Draft proposal to reconsider whether local declaration statements can complete with their bound value. V1 keeps declaration statements non-expression forms; block values come from the last expression, and local declaration completion is not accepted as a value-producing shortcut.

Summary

Catalyst should revisit whether a local declaration statement such as const x = expr may complete with the value of its binding when it appears as the last statement in a block.

Current V1 behavior stays conservative: declarations introduce bindings, but they are not expressions. A block value comes from its last expression, and a block that should produce a local binding's value must spell that value explicitly.

Motivation

The shorthand can be attractive in small scoped computations:

const value = {
  const x = compute()
}

If local declarations were value-producing, this could mean that the block evaluates to x.
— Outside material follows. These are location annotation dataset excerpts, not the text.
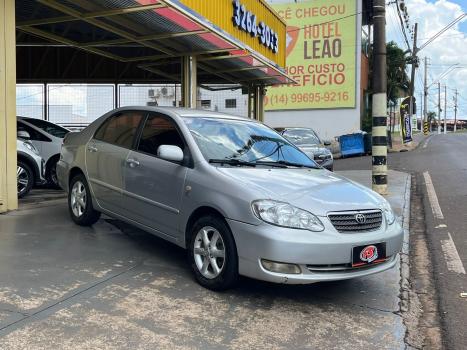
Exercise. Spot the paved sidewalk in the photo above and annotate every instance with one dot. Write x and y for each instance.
(67, 287)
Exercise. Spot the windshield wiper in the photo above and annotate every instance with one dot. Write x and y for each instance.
(285, 164)
(232, 162)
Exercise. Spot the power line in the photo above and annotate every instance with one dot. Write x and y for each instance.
(402, 25)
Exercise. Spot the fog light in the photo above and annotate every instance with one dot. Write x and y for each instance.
(278, 267)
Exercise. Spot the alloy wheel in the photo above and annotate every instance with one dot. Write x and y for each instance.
(78, 198)
(23, 179)
(209, 252)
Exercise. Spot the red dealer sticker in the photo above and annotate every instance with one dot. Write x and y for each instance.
(368, 254)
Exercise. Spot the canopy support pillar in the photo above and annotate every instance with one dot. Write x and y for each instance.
(189, 81)
(258, 103)
(8, 157)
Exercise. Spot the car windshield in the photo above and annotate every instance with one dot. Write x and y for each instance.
(48, 127)
(302, 137)
(238, 142)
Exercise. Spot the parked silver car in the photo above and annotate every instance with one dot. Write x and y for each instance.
(30, 166)
(311, 144)
(47, 137)
(241, 198)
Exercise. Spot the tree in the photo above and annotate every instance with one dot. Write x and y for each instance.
(398, 81)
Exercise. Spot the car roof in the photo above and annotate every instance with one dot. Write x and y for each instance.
(294, 128)
(188, 112)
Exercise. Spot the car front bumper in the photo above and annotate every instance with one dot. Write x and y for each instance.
(321, 256)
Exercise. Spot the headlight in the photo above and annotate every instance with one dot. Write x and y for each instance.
(286, 215)
(31, 147)
(388, 213)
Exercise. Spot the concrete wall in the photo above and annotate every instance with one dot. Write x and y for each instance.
(327, 122)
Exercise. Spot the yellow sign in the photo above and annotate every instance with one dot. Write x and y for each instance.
(239, 17)
(321, 56)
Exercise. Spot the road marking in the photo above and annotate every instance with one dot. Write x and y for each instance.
(451, 255)
(433, 198)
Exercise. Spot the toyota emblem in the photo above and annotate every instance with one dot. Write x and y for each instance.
(360, 218)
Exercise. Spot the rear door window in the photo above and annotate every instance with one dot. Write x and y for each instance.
(33, 133)
(120, 129)
(159, 130)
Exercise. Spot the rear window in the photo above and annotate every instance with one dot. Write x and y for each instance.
(120, 129)
(48, 127)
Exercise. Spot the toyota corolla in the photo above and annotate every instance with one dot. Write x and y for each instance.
(237, 195)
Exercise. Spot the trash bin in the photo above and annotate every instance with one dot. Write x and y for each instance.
(352, 144)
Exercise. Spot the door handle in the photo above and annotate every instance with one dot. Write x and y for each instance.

That may read naturally when the declaration is a simple immutable binding and the initializer is the value the programmer wants to return.

The current accepted form is more explicit:

const value = {
  const x = compute()
  x
}

This proposal preserves the question because the shorthand may fit Catalyst's expression-oriented block model, but it should not be adopted without deciding copy, move, resource, mutability, and diagnostic behavior.

Proposed Direction

Possible future direction:

  • a local const declaration statement may complete with the initialized binding value;
  • the completed value is checked with the same copy/move/borrow rules as an explicit final expression naming that binding;
  • a local var declaration either completes as void or is rejected as a value-producing completion unless the source explicitly names the binding after the declaration;
  • destructuring declarations complete only when the rule can define a single obvious value, likely the original initialized value rather than one of the destructured bindings;
  • declarations whose initializer produces a non-copy resource must not accidentally move the binding out of scope unless the source makes that move explicit.
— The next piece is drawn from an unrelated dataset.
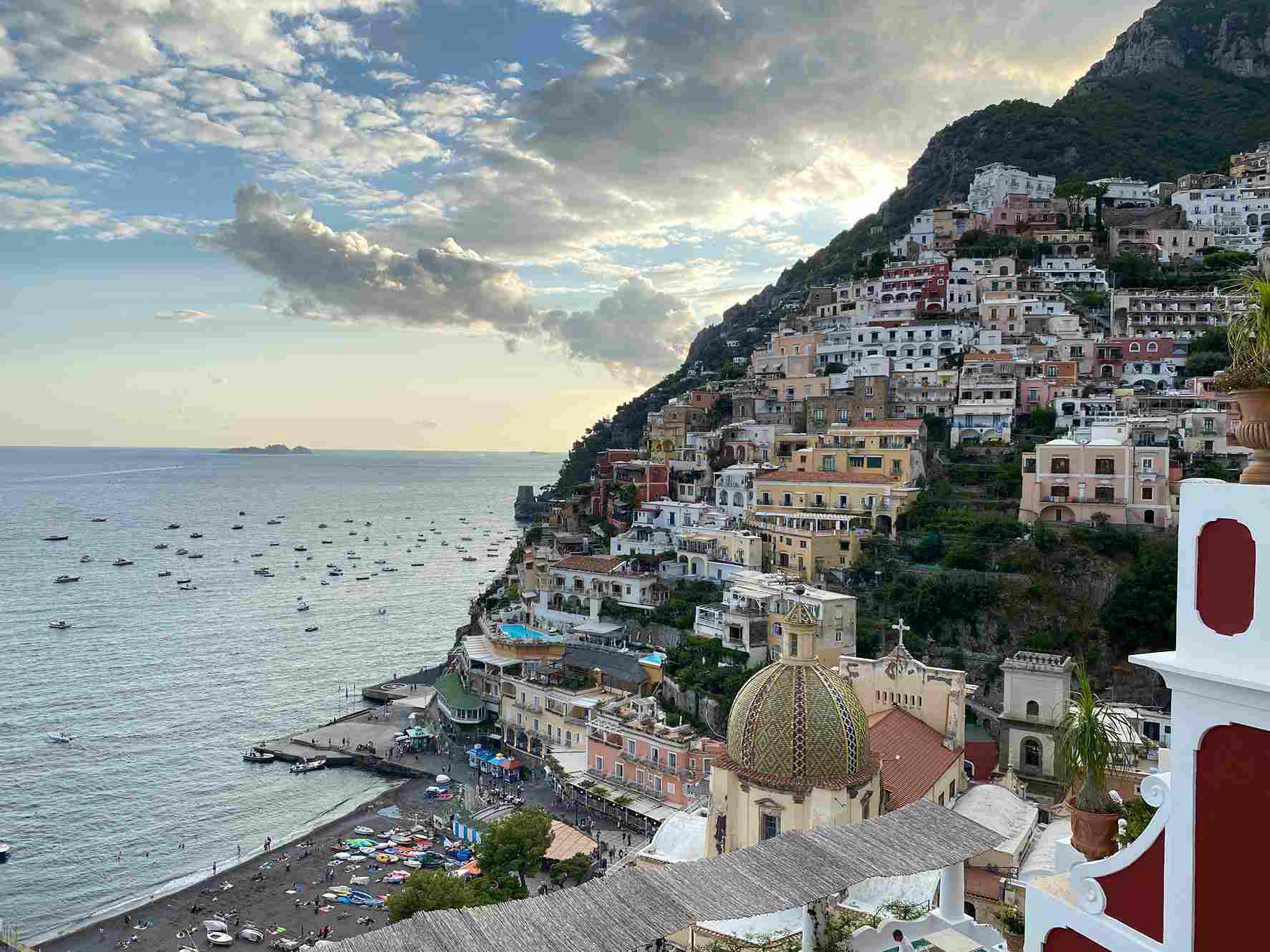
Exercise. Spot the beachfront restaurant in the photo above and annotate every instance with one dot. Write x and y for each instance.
(497, 766)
This is not accepted V1 behavior. The proposal needs a crisp rule for which declaration forms produce values and how ownership is represented.

Example

Possible future shape:

const answer = {
  const x = 41
}

If accepted, this could make answer equal to 41.

The accepted V1 spelling remains:

const answer = {
  const x = 41
  x
}

Ownership Questions

The hard cases are the reason this proposal stays deferred:

const file = {
  const f = open_file()
}

The language must decide whether the declaration completion copies f, moves f, borrows f, or is invalid for non-copy values. A hidden move would be surprising; a hidden copy may be impossible; a hidden borrow may outlive the block.

For mutable bindings:

const value = {
  var x = compute()
}

The proposal must decide whether var can complete with the assigned value, whether this exposes the mutable storage value by copy, and whether mutation after initialization affects the completion model.

V1 Compatibility

V1 remains unchanged:

  • declarations are not expressions;
  • local declaration statements introduce bindings and declaration facts;
  • a block's value is its last expression;
  • an empty block evaluates to void;
  • code that wants a local declaration's value as a block result writes the binding as an explicit final expression.

Accepting this CEP would be a source-compatible relaxation for programs that currently fail because a block ending in a declaration cannot satisfy a non-void expected type. It may also change lint expectations around redundant final binding expressions, so acceptance should coordinate with the lint catalog.

Open Questions

  • Should only const declarations be value-producing, or should var declarations participate too?
  • Is the completion value the initialized expression value or the declared binding value after annotation/coercion?
  • How does the rule interact with destructuring declarations?
  • What happens for non-copy and resource-owning values?
  • Should an explicit move x still be required when declaration completion would otherwise move out of a local?
  • Should declaration completion be allowed only in final block position?